DAV’s debut album proper – named after Maurice Sendak’s seminal 1963 children’s picture book – seems derived from a surreal parallel universe or an elaborate dream. And just like Sendak’s treasured work, the record’s hallucinatory textures and apparitional lullabies, charged with lucid atmospheres and inky fairytale hues, celebrate the impulse and power of the imagination. It’s a world all too easy to lose yourself in and a strangely alluring one at that: close your eyes and you’re transported to an eerie space, with the sense that something decidedly creepy, untoward or deeply thrilling is about to unfold.
The lavish, intricate arrangements here are key, drawing on hauntological tropes, library music, exotica and old sci-fi soundtracks. They plug into baroque, sun-dappled 60s pop (The Zombies, The Left Banke, Curt Boettcher) and make use of krautrock’s propulsive rhythms. The album even references proto-electronic music pioneers such as the BBC Radiophonic Workshop and The United States Of America. The latter, of course, are a major influence on Birmingham’s arch retro-futurists Broadcast – to whom this record, in all its woozy, kaleidoscopic glory, is very much in thrall.
It’s no accident that ‘To Where The Wild Things Are’ sounds like it was made 40 years ago.
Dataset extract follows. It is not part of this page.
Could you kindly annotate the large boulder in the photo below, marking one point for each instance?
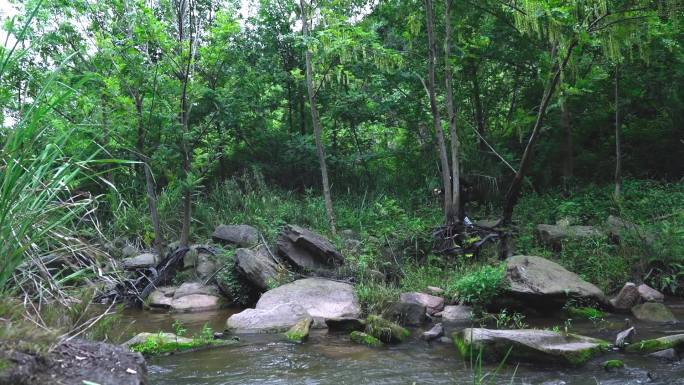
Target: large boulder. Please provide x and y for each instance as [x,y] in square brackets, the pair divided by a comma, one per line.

Recorded in their own rehearsal space using just a single microphone – a 1970s Sennheiser bought at a flea market – DAV’s evocative soundscapes, fashioned from an array of vintage and analogue equipment (Moog, vibraphone, organ, Mellotron, harpsichord, tremolo guitar, etc) are designed to emulate the warm, atmospheric vibes of yore.
Achingly lovely it all is, too. The opening cuts, ‘Necessary Distortions’ and ‘The Optic Nerve’ – eerie, visceral and ruminative – set the tone, existing in a cusp somewhere between spectral Julee Cruise/Angelo Badalamenti-style dreamscapes and noir-ish Mazzy Star-like introspection. The bewitching and soporific ‘Follow The Light’ is another high point, as Nilsson sings like she’s gazing up at the sky and seeing the stars for the first time, her breathless voice full of wonder.
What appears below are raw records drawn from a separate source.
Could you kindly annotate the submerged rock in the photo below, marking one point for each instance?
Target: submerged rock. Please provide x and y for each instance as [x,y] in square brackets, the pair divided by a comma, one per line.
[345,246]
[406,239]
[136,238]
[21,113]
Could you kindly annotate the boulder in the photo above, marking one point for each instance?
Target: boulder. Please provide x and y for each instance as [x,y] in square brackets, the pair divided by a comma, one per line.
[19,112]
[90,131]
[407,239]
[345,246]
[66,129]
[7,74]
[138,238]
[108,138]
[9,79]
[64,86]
But it’s the haunting final track, ‘Something Unknown You Need To Know’, with its spine-tingling oscillations and flutters once again recalling Broadcast at their brilliant best, that truly feels like unearthly music from another dimension. Whether of this world or not, ‘To Where The Wild Things Are’ is a scintillating listen that fully deserves to be counted as one of this year’s essential albums. Not bad going for a group that sounds like an indulgent milkshake.